Светлый фон

Я раздваиваюсь. Разрезаю себя пополам. Какой-то кинжал рассекает мое тело надвое, так же как душу. Я искренен в той же мере, в какой противоречив.

Шмитт сказал, что не будет беспокоить меня, и сдержал обещание. Он постоянно разъезжает по свету, а вернувшись в свой сельский замок, уединяется в донжоне, чтобы закончить очередной роман. И чем больше я с ним вижусь, тем меньше понимаю. Он как горизонт – отступает по мере того, как к нему приближаешься.

Вчера я поделился с ним этим соображением, уточнив, что это не комплимент и не критика, а всего лишь диагноз, и он ответил мне просто, без всякой обиды:

– А как вы можете узнать человека, который сам себя не знает и не стремится узнать?!
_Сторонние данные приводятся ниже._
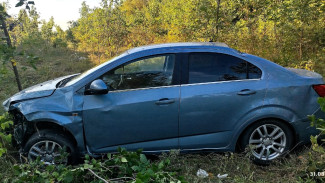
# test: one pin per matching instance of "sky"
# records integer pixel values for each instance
(61, 10)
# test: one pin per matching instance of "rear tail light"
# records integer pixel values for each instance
(320, 89)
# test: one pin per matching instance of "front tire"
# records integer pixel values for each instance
(50, 146)
(267, 140)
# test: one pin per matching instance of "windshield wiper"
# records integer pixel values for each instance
(64, 81)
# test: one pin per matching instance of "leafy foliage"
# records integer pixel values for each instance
(317, 165)
(5, 137)
(121, 167)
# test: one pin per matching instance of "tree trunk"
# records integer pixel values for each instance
(13, 64)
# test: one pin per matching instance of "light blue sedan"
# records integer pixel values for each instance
(187, 96)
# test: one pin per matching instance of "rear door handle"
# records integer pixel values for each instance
(165, 101)
(246, 92)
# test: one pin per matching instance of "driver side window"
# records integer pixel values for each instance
(146, 72)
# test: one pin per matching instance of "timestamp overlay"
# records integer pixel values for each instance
(317, 174)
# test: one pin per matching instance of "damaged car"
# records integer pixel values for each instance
(187, 96)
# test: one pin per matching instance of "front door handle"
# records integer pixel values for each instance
(246, 92)
(165, 101)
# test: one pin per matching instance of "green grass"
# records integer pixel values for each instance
(59, 62)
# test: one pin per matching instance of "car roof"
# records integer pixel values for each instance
(179, 45)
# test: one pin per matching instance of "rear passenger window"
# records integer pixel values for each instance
(212, 67)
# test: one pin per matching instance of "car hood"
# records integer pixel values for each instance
(37, 91)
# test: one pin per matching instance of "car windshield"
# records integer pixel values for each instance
(88, 72)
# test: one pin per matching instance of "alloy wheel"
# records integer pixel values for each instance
(268, 142)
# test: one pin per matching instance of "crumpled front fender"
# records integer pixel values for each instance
(63, 108)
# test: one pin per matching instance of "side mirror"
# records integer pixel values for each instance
(97, 87)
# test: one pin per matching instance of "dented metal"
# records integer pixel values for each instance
(201, 116)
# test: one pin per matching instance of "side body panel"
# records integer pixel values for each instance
(127, 117)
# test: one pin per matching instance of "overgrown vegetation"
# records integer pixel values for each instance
(291, 33)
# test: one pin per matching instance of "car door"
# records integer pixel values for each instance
(219, 90)
(139, 111)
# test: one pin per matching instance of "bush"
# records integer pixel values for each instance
(121, 167)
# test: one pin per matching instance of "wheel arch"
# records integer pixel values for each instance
(42, 125)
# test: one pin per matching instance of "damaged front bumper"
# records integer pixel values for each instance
(21, 130)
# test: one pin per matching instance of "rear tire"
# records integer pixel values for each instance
(267, 140)
(48, 145)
– Однако Сократ советовал: «Познай самого себя».

– Сократ считал себя философом, а не романистом или драматургом. Мне мало меня самого, я почитаю других людей, и они интересуют меня куда больше, чем собственная персона. А моя ценность лишь в моих умолчаниях, в моих взглядах, в моей скрытности. Стена с тысячами распахнутых дверей – это уже не стена.
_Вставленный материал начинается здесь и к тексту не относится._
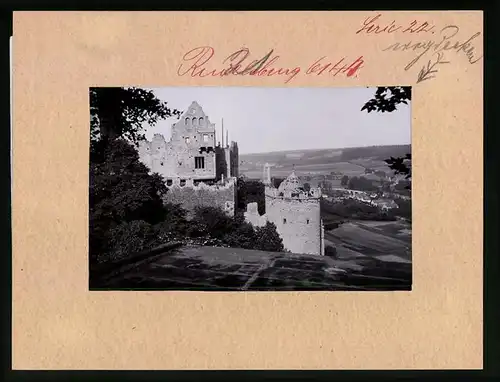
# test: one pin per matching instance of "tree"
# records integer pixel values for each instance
(387, 99)
(121, 112)
(125, 201)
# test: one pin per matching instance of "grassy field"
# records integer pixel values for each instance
(372, 239)
(350, 161)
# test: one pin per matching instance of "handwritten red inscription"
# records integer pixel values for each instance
(373, 25)
(196, 63)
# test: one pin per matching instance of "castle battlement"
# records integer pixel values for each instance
(294, 211)
(189, 183)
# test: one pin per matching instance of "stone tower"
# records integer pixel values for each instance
(296, 214)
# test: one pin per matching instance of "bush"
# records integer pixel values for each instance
(331, 251)
(175, 224)
(243, 236)
(125, 201)
(213, 221)
(129, 238)
(267, 238)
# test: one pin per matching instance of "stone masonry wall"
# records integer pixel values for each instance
(190, 196)
(298, 222)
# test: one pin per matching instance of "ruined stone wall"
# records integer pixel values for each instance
(193, 136)
(189, 196)
(253, 217)
(298, 222)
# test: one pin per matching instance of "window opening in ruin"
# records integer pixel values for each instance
(199, 162)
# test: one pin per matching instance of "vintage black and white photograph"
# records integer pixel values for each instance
(250, 189)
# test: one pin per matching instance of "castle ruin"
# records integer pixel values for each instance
(201, 171)
(294, 211)
(198, 170)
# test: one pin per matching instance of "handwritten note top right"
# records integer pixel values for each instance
(434, 45)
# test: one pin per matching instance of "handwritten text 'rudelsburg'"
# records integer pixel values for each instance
(199, 62)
Когда Шмитт не посвящал свое время падчерице Майе – хорошенькой двадцатилетней девушке, которая пересдавала экзамены в Школе политических наук, – он обучал меня литературному мастерству.

– Я взял себе за образец Платона, месье Шмитт.

– Почему?

– Ему лучше всех других удавались философские диалоги.

– А Дидро? А Беркли?

– Нет, я должен писать в духе Платона.

– Да ты сперва определись с самим собой! Человек становится таким писателем, каким ему суждено быть, а не тем, каким он решил стать. Смотри не ошибись. И главное – не спеши. Если в тебе живет писатель, он терпеливо дождется нужного момента и возникнет на кончике твоего пера – свежий, нетронутый – после тысяч фраз, которые приведут тебя к цели, может и окольными, долгими путями, но приведут обязательно.
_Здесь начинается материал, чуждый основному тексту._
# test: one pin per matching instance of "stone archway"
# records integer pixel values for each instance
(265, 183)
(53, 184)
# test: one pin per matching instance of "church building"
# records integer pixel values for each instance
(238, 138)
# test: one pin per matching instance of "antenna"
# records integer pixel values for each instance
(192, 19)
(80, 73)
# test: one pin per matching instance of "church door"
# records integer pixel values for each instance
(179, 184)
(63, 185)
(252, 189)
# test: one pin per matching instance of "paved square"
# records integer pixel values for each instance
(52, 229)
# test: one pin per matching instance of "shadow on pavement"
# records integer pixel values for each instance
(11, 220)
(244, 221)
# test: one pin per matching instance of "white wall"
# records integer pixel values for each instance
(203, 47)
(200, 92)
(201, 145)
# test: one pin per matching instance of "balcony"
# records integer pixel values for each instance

Наряду со страницами, которые я писал и переписывал, я пользовался «компьютером для гостей», сделав его инструментом своей двойной жизни. В первый же вечер я создал себе электронный адрес и уже на следующее утро, не устояв от соблазна, послал письмо Момо. Он ответил буквально через секунду. И как обычно, стал делиться со мной мыслями, проектами, действиями, которыми заполнял пустоту в мое отсутствие, подкрепляя версию моей тайной жизни. Он был уверен, что я уже в Сирии и разрабатываю планы новых терактов. Из душевной слабости и лени, а также из любопытства я позволил ему фантазировать на эту тему. Хуже того – послал косвенное подтверждение в виде двух снимков, скачанных из Интернета; на одном была видна голая комната, похожая на монашескую келью, на другом – пустыня. Сам не знаю, что меня побуждало уделять внимание его бредням. Вот так, например, я обнаружил, что он упивается садистскими фильмами, восхваляющими пытки и убийства, совершаемые во имя Аллаха; что он с рассвета до полуночи сидит в Интернете, на форумах экстремистов, обмениваясь своими новыми убеждениями с единомышленниками. Образно говоря, мальчишка просверлил дыру в стене своей комнатки, дабы общаться с такими же одиночками, как он сам, по всему миру; отныне они образовали международное сообщество. Что до меня, то я теперь играл особую роль в этой новой виртуальной географии, роль старшего брата, наставника, которого он хотел поразить своими успехами.